Index is a place where trees are assembled

Everyone working with GIT should be familiar with the notion of index or staging area and have probably seen the following diagram:

On the right side you can see the git repository which stores git objects: blobs, trees, commits and tags. We used hash-object and mktree commands to directly add a blob and a tree objects to this repository. The working directory on the left is your local file system/directory where you checkout all the project files. This section explains the middle stage which we will refer to as the index file or simply the index. It is a binary file (generally kept in .git/index ) that resembles the structure of a tree object. It holds a sorted list of path names, each with permissions and the SHA1 of a blob/tree object.

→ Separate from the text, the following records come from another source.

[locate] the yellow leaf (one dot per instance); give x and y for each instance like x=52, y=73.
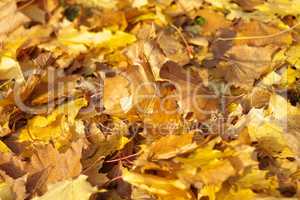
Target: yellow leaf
x=6, y=192
x=245, y=194
x=109, y=4
x=293, y=56
x=163, y=187
x=10, y=69
x=209, y=191
x=280, y=7
x=105, y=38
x=4, y=148
x=78, y=189
x=172, y=145
x=54, y=127
x=289, y=76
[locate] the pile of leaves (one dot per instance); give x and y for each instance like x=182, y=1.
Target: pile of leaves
x=149, y=99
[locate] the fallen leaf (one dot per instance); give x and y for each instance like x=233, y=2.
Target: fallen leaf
x=65, y=190
x=247, y=64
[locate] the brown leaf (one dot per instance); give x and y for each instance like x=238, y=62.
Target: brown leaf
x=10, y=18
x=60, y=165
x=213, y=21
x=248, y=5
x=219, y=47
x=172, y=47
x=17, y=185
x=246, y=64
x=262, y=30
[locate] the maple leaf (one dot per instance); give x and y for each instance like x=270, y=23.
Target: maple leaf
x=55, y=127
x=65, y=190
x=170, y=146
x=60, y=166
x=163, y=187
x=248, y=63
x=260, y=33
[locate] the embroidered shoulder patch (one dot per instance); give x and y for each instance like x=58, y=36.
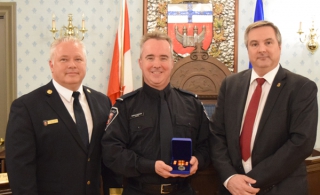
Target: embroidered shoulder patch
x=112, y=115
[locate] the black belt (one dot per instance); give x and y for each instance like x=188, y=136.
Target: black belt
x=158, y=188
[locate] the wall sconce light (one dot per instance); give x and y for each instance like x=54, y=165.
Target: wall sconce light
x=312, y=44
x=69, y=30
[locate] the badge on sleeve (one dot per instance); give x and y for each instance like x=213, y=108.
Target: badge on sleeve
x=112, y=115
x=204, y=110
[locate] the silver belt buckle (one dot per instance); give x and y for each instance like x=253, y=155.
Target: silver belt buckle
x=161, y=191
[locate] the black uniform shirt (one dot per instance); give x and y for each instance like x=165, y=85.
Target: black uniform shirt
x=131, y=144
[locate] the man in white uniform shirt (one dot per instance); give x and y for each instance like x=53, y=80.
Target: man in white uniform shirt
x=49, y=150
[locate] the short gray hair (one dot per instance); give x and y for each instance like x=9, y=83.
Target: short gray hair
x=74, y=40
x=158, y=36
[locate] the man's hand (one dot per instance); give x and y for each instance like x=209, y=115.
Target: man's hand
x=241, y=185
x=163, y=169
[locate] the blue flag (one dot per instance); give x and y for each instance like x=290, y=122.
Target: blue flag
x=258, y=15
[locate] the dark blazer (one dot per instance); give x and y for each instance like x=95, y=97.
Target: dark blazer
x=51, y=158
x=285, y=137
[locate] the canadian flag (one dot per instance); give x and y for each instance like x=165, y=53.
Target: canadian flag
x=120, y=80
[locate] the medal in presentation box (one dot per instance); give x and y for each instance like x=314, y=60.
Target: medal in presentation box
x=181, y=150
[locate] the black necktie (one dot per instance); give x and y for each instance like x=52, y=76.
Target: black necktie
x=80, y=119
x=166, y=133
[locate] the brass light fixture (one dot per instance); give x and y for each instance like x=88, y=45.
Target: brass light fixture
x=69, y=30
x=312, y=44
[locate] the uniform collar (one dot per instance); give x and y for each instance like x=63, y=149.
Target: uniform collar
x=64, y=92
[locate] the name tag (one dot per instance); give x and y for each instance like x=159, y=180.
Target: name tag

It is the place where git prepares a tree before it:

writes it into the repository or
checks it out into a working directory

We now have one tree in the repository that we created in the previous chapter. We can read this tree into the index file from the repository using the read-tree command:

$ git read-tree $INITIAL_TREE_HASH

So now we expect the index file to have two files. We can check the structure of the current index file using git ls-files -s command:

$ git ls-files -s
100644 a1deaae8f9ac984a5bfd0e8eecfbafaf4a90a3d0 0 f1.txt
100644 9b96e21cb748285ebec53daec4afb2bdcb9a360a 0 f2.txt

Since we haven’t made any changes to the index file it is exactly the same as the tree we used to populate the index file. Once we have correct structure in the index file let’s check it out into the working directory using checkout-index command with -a option:

$ git checkout-index -a

$ ls
f1.txt f2.txt

$ cat f1.txt
f1 content

$ cat f2.txt
f2 content

All right! We have just checked out the files we added manually into the git repository without any commits. How cool is that?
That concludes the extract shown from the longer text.